E da mesma forma que nunca fui capaz de tocar o Dunas na guitarra, tal como todos os adolescentes da minha geração, ou que nunca soube fazer a espargata nas aulas de ginástica do liceu — por muito que as minhas virilhas diligentes se empenhassem em sacrificar —, fui percebendo que há coisas que perdemos sem que as consigamos nomear, coisas que só reparamos ausentes, muito tempo depois, quando regressamos a um lugar que nos revela a paisagem do que já não temos e nem notámos que deixámos escapar.

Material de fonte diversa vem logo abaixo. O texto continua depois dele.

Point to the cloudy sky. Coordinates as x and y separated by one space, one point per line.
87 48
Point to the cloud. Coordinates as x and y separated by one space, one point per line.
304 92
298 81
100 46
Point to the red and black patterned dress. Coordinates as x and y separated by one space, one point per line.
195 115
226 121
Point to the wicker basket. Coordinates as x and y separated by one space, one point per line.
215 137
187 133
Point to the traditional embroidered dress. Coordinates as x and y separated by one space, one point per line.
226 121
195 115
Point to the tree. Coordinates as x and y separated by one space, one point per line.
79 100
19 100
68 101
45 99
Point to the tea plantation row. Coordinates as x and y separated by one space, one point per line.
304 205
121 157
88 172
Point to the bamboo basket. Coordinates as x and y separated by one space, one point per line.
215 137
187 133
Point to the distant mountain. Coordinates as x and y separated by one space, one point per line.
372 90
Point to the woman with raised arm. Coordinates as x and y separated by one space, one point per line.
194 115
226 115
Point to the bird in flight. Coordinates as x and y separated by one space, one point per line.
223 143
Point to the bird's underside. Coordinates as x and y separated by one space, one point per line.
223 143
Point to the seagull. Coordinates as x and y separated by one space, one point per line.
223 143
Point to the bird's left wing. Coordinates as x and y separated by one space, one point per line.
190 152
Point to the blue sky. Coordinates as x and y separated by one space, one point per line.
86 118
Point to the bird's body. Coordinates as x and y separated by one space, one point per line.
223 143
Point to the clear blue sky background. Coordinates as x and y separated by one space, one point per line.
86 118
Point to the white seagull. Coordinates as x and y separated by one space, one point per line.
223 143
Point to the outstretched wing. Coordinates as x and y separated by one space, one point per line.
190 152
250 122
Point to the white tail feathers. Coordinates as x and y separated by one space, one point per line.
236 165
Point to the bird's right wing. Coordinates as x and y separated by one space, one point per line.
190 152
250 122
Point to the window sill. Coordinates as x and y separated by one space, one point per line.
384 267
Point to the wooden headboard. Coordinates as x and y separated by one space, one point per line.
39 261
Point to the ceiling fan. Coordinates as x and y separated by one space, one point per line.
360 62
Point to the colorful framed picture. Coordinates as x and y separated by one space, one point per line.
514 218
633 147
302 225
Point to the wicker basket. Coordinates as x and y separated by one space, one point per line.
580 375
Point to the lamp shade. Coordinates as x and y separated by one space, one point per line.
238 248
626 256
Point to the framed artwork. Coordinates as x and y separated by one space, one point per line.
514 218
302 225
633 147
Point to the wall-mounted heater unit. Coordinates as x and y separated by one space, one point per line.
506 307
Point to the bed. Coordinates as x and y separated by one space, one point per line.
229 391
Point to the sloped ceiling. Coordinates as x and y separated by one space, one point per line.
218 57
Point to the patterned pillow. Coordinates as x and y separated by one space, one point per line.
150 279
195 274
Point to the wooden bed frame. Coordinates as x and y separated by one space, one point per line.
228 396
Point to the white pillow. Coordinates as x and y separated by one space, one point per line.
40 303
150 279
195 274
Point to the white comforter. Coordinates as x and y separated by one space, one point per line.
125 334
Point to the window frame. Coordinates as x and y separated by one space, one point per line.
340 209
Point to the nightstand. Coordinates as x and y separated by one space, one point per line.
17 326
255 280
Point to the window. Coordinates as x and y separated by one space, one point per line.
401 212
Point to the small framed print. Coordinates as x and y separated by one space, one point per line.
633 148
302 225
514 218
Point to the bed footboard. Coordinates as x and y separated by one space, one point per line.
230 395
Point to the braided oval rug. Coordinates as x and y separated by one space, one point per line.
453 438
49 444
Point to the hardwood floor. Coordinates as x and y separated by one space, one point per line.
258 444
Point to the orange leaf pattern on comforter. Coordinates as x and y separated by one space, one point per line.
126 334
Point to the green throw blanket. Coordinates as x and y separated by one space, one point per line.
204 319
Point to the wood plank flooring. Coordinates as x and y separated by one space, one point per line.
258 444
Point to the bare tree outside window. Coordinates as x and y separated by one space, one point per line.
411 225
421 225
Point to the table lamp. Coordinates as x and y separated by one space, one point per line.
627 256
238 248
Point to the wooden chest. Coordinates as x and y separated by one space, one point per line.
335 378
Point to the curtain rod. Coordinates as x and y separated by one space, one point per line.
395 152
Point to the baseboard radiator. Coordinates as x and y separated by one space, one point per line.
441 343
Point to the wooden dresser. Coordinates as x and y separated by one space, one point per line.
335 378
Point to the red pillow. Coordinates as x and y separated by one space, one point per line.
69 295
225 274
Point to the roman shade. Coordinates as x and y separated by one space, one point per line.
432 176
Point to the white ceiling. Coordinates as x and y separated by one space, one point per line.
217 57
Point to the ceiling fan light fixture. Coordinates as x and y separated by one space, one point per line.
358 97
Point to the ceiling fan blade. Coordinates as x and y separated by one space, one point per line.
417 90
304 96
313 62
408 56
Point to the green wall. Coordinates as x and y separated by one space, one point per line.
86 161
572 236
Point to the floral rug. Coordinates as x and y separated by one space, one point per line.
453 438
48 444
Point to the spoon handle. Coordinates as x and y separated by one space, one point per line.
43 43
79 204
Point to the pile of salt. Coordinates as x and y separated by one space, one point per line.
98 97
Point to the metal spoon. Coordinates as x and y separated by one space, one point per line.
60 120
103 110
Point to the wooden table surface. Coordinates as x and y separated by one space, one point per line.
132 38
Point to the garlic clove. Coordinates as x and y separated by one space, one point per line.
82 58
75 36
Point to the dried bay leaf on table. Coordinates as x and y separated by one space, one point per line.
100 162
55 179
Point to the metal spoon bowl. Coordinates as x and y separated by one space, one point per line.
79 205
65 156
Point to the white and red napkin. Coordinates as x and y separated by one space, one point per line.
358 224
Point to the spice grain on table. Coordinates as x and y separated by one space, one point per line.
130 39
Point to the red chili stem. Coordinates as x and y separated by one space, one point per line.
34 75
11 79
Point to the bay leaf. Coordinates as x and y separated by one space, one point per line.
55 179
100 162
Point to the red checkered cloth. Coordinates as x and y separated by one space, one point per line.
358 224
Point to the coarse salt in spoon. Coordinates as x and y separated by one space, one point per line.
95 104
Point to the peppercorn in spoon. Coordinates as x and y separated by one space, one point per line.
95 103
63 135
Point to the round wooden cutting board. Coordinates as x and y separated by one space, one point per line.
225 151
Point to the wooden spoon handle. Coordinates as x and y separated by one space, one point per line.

Muitas vezes essas coisas que perdemos, já não nos fazem falta: como um amigo imaginário em forma de urso às cores, que nos deixava pousar a cabeça nos seus ombros reconfortantes e oferecia carícias felpudas quando nos sentíamos sozinhos, e que desapareceu, por timidez, ou amuo, quando os amigos verdadeiros nos começaram a emprestar os ombros.
Quando aprendi, na escola, a lei da conservação da massa, formulada por Lavoisier, que explica que “na Natureza nada se cria, nada se perde, tudo se transforma” fiquei apaziguada com a ideia do desaparecimento das coisas que já não era capaz de encontrar, e tranquilizei-me ao imaginar que o meu aparelho ortodôntico talvez viesse a transformar-se noutra coisa extremamente útil, e ter uma nova função na Natureza.
Há quem defenda que os objetos se perdem por conspiração: molas da roupa, pares de meias, canetas BIC — há até redes de teorias conspirativas sobre como as canetas BIC são afinal sondas enviadas por seres alienígenas para nos espiar. Espiamos a nossa incompreensão e incapacidade de compreender o mundo e de controlar a ordem do universo com pensamentos mágicos, com as versões mais mirabolantes das nossas falhas.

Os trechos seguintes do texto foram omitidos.